Freddie: It is a European thing then. Thanks for that info!
As a Korean American living in LA, I always buy it from Korean markets. My dad would make hot dotori-guksu from slightly dried muk when we used to live in Korea 30 years ago. He would prepare anchovy broth and kimchi topping before julienning the muk and quickly blanching it. Sort of hand-made noodle, I would say. It was the best late-night munch, especially during the winter.
A very close friend of lower-class people as well, but it was also served to the king on the season as we can find the record from Silok (Annals of Joseon Dynasty).
Great way to use the homemade acorn flour from the “How to Make Acorn Flour” you published!
Hey! I find that, if a cake is too dry or crumbly, adding condensed milk makes it more moist and the cake more… Well, condensed.
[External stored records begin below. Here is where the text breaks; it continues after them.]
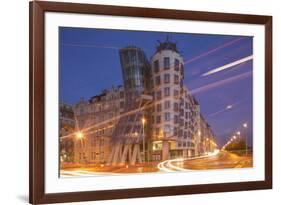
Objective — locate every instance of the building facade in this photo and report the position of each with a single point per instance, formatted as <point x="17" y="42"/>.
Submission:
<point x="97" y="118"/>
<point x="67" y="126"/>
<point x="175" y="112"/>
<point x="151" y="117"/>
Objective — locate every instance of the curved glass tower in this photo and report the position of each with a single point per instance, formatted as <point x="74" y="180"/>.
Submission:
<point x="135" y="68"/>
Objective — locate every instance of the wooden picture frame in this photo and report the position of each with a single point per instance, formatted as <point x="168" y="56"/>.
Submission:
<point x="37" y="193"/>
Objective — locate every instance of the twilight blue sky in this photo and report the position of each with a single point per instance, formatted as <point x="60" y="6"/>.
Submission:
<point x="89" y="63"/>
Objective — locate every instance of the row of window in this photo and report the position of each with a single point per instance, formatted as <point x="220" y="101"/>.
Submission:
<point x="176" y="132"/>
<point x="167" y="92"/>
<point x="166" y="80"/>
<point x="94" y="156"/>
<point x="185" y="144"/>
<point x="167" y="65"/>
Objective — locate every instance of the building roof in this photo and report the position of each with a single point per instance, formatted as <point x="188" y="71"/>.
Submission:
<point x="167" y="45"/>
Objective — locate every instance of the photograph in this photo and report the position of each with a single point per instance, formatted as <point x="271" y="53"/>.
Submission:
<point x="150" y="102"/>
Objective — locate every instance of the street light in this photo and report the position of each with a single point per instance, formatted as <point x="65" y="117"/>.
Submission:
<point x="245" y="126"/>
<point x="143" y="120"/>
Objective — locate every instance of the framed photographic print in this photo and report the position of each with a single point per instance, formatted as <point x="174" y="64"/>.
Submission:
<point x="139" y="102"/>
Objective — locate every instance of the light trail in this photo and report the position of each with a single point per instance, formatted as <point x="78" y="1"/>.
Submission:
<point x="212" y="50"/>
<point x="229" y="65"/>
<point x="204" y="88"/>
<point x="167" y="166"/>
<point x="221" y="82"/>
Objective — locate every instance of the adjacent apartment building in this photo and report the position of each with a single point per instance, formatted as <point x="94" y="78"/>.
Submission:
<point x="151" y="117"/>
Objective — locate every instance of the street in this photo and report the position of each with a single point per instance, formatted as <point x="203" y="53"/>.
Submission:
<point x="215" y="160"/>
<point x="220" y="160"/>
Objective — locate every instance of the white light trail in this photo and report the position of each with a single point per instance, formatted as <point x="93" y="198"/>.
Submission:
<point x="167" y="166"/>
<point x="229" y="65"/>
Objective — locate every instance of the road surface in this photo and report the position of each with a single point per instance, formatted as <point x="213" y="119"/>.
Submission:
<point x="216" y="160"/>
<point x="219" y="160"/>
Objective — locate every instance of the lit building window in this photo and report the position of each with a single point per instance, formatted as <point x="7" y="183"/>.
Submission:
<point x="167" y="104"/>
<point x="159" y="95"/>
<point x="167" y="116"/>
<point x="158" y="107"/>
<point x="167" y="91"/>
<point x="177" y="65"/>
<point x="176" y="79"/>
<point x="156" y="66"/>
<point x="176" y="106"/>
<point x="158" y="80"/>
<point x="166" y="63"/>
<point x="167" y="78"/>
<point x="176" y="120"/>
<point x="158" y="119"/>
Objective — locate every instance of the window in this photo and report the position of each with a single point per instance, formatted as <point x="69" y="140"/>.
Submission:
<point x="167" y="91"/>
<point x="158" y="95"/>
<point x="158" y="119"/>
<point x="157" y="80"/>
<point x="158" y="107"/>
<point x="176" y="106"/>
<point x="122" y="104"/>
<point x="121" y="94"/>
<point x="180" y="133"/>
<point x="156" y="66"/>
<point x="176" y="120"/>
<point x="167" y="104"/>
<point x="157" y="131"/>
<point x="177" y="65"/>
<point x="175" y="131"/>
<point x="166" y="63"/>
<point x="167" y="116"/>
<point x="152" y="119"/>
<point x="176" y="79"/>
<point x="167" y="78"/>
<point x="182" y="68"/>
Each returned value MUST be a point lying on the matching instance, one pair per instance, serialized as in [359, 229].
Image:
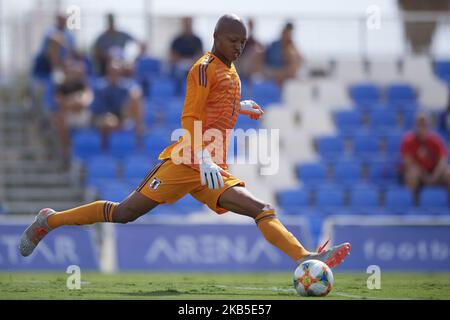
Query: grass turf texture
[216, 286]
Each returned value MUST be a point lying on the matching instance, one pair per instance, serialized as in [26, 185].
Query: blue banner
[205, 247]
[59, 249]
[395, 247]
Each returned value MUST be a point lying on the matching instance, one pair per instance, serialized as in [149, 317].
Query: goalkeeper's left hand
[251, 109]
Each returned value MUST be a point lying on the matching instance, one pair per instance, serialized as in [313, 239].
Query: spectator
[73, 98]
[424, 158]
[444, 120]
[110, 45]
[117, 103]
[282, 57]
[57, 46]
[184, 51]
[251, 61]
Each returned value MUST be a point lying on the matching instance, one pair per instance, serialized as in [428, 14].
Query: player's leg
[134, 206]
[239, 200]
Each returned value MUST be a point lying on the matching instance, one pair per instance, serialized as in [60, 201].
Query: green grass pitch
[216, 286]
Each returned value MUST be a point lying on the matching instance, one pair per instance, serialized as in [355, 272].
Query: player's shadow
[158, 293]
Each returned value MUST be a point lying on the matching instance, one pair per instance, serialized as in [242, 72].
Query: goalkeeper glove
[251, 109]
[210, 173]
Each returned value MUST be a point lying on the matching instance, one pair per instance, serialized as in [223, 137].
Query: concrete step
[29, 166]
[39, 180]
[42, 194]
[24, 153]
[33, 207]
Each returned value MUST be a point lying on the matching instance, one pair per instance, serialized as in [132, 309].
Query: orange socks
[98, 211]
[277, 234]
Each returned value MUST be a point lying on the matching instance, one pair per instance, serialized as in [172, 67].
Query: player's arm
[441, 166]
[251, 109]
[199, 85]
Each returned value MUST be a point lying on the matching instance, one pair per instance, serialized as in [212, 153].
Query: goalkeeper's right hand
[210, 173]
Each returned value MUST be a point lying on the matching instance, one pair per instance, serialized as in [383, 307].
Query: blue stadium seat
[330, 147]
[162, 89]
[136, 167]
[442, 69]
[86, 143]
[382, 172]
[348, 122]
[122, 143]
[365, 146]
[364, 200]
[365, 93]
[155, 142]
[434, 200]
[382, 119]
[392, 143]
[172, 116]
[398, 200]
[328, 197]
[289, 199]
[101, 168]
[147, 67]
[408, 119]
[312, 173]
[400, 92]
[266, 92]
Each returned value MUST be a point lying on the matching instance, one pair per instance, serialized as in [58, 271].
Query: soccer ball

Exactly what I was wondering! I hope others who experimented and found a way to make the cake moister and less crumbly will post as well!
I made this last night for my book club group (we read William Bryant Logan’s “Oak: The Frame of Civilization”) and it came out perfect! I did make one small substitution: I replaced the 1/2 c. of honey with 3/8 c. of maple syrup (water content is slightly higher in maple syrup), and I skipped the pinenuts since I didn’t have any on hand. I doubled the recipe and used two 8-inch “easy release” cake pans; baking time was exactly 30 minutes. The cakes rose beautifully and stayed moist inside with a nice crust (thanks to the buttered pan), and the flavor was delicate and nutty. Great recipe–thank you!